[PDF] The Art And Thought Of The Beowulf Poet eBook

The Art And Thought Of The Beowulf Poet Book in PDF, ePub and Kindle version is available to download in english. Read online anytime anywhere directly from your device. Click on the download button below to get a free pdf file of The Art And Thought Of The Beowulf Poet book. This book definitely worth reading, it is an incredibly well-written.

The Art and Thought of the "Beowulf" Poet

Author : Leonard Neidorf
Publisher : Cornell University Press
Page : 214 pages
File Size : 16,38 MB
Release : 2023-01-15
Category : Literary Criticism
ISBN : 1501766929

GET BOOK

In The Art and Thought of the Beowulf Poet, Leonard Neidorf explores the relationship between Beowulf and the legendary tradition that existed prior to its composition. The Beowulf poet inherited an amoral heroic tradition, which focused principally on heroes compelled by circumstances to commit horrendous deeds: fathers kill sons, brothers kill brothers, and wives kill husbands. Medieval Germanic poets relished the depiction of a hero's unyielding response to a cruel fate, but the Beowulf poet refused to construct an epic around this traditional plot. Focusing instead on a courteous and pious protagonist's fight against monsters, the poet creates a work that is deeply untraditional in both its plot and its values. In Beowulf, the kin-slayers and oath-breakers of antecedent tradition are confined to the background, while the poet fills the foreground with unconventional characters, who abstain from transgression, display courtly etiquette, and express monotheistic convictions. Comparing Beowulf with its medieval German and Scandinavian analogues, The Art and Thought of the Beowulf Poet argues that the poem's uniqueness reflects one poet's coherent plan for the moral renovation of an amoral heroic tradition. In Beowulf, Neidorf discerns the presence of a singular mind at work in the combination and modification of heroic, folkloric, hagiographical, and historical materials. Rather than perceive Beowulf as an impersonally generated object, Neidorf argues that it should be read as the considered result of one poet's ambition to produce a morally edifying, theologically palatable, and historically plausible epic out of material that could not independently constitute such a poem.
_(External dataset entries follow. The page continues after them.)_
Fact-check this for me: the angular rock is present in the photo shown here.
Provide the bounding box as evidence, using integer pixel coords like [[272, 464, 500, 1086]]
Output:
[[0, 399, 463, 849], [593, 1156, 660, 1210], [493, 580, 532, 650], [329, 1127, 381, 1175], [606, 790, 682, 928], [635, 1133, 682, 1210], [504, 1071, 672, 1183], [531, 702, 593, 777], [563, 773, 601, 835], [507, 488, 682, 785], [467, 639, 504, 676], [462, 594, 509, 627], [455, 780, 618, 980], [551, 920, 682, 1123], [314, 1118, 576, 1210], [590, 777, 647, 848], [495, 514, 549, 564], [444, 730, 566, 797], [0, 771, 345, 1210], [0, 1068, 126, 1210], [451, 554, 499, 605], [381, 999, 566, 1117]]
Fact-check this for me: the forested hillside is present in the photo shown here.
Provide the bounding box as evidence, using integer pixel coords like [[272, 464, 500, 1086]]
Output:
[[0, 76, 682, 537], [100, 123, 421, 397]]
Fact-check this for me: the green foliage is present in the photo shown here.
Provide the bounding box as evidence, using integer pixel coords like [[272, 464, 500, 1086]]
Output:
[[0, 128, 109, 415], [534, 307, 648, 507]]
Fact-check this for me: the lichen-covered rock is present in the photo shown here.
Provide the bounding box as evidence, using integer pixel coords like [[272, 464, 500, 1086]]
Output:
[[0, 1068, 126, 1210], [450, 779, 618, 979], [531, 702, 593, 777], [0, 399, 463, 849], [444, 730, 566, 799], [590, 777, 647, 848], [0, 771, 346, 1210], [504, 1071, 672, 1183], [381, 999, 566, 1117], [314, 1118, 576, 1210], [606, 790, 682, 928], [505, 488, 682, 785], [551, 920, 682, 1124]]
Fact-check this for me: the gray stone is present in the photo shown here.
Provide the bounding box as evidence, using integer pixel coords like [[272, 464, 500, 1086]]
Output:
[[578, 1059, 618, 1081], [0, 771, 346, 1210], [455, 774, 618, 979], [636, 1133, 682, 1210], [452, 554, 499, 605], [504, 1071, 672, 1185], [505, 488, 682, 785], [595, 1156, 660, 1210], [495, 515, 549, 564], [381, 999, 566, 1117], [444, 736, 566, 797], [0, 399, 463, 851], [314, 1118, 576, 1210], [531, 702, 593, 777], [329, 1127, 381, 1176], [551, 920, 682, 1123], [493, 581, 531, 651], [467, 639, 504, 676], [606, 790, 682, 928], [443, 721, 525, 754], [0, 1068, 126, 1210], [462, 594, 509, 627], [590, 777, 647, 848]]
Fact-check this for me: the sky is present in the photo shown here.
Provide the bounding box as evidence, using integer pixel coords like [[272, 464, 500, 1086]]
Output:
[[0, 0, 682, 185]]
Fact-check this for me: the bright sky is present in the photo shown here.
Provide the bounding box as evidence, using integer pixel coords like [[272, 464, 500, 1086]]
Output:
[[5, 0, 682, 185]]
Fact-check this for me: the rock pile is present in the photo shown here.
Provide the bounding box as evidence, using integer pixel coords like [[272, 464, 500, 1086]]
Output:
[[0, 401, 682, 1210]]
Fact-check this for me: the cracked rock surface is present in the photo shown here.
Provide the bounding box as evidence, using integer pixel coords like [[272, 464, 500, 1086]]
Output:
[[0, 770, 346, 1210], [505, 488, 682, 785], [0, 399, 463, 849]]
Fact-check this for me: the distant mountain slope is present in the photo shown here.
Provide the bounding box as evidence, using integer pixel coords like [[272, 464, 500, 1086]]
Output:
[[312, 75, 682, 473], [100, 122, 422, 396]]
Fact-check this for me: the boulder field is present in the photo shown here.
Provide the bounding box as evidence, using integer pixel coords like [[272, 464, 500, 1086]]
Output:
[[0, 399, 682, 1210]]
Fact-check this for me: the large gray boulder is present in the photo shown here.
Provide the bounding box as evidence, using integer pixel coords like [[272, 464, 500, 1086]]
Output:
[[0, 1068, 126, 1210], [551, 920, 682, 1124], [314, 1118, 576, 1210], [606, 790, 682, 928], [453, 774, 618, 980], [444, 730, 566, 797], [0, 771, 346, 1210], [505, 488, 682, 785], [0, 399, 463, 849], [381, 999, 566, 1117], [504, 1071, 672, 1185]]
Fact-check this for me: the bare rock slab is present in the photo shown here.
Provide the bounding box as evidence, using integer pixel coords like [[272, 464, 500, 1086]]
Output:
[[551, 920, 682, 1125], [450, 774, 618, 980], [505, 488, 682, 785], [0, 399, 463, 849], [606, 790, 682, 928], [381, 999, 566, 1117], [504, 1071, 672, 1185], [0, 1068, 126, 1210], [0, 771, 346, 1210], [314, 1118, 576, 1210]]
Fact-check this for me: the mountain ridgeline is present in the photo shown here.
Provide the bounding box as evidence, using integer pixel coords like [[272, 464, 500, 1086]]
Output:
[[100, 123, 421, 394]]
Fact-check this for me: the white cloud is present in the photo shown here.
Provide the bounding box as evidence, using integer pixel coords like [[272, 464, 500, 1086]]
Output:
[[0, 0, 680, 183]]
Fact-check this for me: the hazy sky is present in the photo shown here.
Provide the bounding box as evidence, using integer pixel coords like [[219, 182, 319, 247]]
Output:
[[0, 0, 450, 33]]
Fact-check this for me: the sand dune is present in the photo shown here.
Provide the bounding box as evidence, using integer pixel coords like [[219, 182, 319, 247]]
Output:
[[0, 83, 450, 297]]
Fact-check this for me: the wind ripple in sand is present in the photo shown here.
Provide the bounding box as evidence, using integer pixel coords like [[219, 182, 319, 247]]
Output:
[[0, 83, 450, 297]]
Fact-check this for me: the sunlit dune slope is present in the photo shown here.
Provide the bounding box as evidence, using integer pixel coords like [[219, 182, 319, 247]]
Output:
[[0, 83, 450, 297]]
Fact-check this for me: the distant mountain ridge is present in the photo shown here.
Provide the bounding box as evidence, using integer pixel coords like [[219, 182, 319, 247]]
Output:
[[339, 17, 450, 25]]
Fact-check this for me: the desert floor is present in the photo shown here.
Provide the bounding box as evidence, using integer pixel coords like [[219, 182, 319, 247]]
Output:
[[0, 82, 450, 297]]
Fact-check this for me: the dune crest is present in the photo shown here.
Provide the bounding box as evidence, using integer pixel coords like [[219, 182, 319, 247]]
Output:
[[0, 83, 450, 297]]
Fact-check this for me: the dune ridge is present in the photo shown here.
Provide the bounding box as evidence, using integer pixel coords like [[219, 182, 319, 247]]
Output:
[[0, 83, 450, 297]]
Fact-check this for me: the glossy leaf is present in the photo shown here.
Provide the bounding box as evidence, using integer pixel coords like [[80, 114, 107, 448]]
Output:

The Art and Thought of the "Beowulf" Poet

Author : Leonard Neidorf
Publisher : Cornell University Press
Page : 259 pages
File Size : 20,76 MB
Release : 2023-01-15
Category : Literary Criticism
ISBN : 1501766910

GET BOOK

In The Art and Thought of the Beowulf Poet, Leonard Neidorf explores the relationship between Beowulf and the legendary tradition that existed prior to its composition. The Beowulf poet inherited an amoral heroic tradition, which focused principally on heroes compelled by circumstances to commit horrendous deeds: fathers kill sons, brothers kill brothers, and wives kill husbands. Medieval Germanic poets relished the depiction of a hero's unyielding response to a cruel fate, but the Beowulf poet refused to construct an epic around this traditional plot. Focusing instead on a courteous and pious protagonist's fight against monsters, the poet creates a work that is deeply untraditional in both its plot and its values. In Beowulf, the kin-slayers and oath-breakers of antecedent tradition are confined to the background, while the poet fills the foreground with unconventional characters, who abstain from transgression, display courtly etiquette, and express monotheistic convictions. Comparing Beowulf with its medieval German and Scandinavian analogues, The Art and Thought of the Beowulf Poet argues that the poem's uniqueness reflects one poet's coherent plan for the moral renovation of an amoral heroic tradition. In Beowulf, Neidorf discerns the presence of a singular mind at work in the combination and modification of heroic, folkloric, hagiographical, and historical materials. Rather than perceive Beowulf as an impersonally generated object, Neidorf argues that it should be read as the considered result of one poet's ambition to produce a morally edifying, theologically palatable, and historically plausible epic out of material that could not independently constitute such a poem.

The Art of Beowulf

Author : Arthur Gilchrist Brodeur
Publisher : Univ of California Press
Page : 300 pages
File Size : 24,74 MB
Release : 1959
Category : Beowulf
ISBN : 9780520015128

GET BOOK

During the twenty years that have passed since the publication of J.R.R. Tolkien's famous lecture, "Beowulf, the Monsters and the Critics," interest in Beowulf as a work of art has increased gratifyingly, and many fine papers have made distinguished contributions to our understanding of the poem as poetry and as heroic narrative. Much more, however, remains to be done. We have still no systematic and sensitive appraisal of the poem later than Walter Morris Hart's Ballad and Epic, no thorough examination of the poet's gifts and powers, of the effects for which he strove and the means he used to achieve them. More than enough remains to occupy a generation of scholars. It is my hope that this book may serve as a kind of prolegomenon to such study. It makes no claim to completeness or finality; it contributes only the convictions and impressions which have been borne in upon me in the course of forty years of study of the poem. - Preface.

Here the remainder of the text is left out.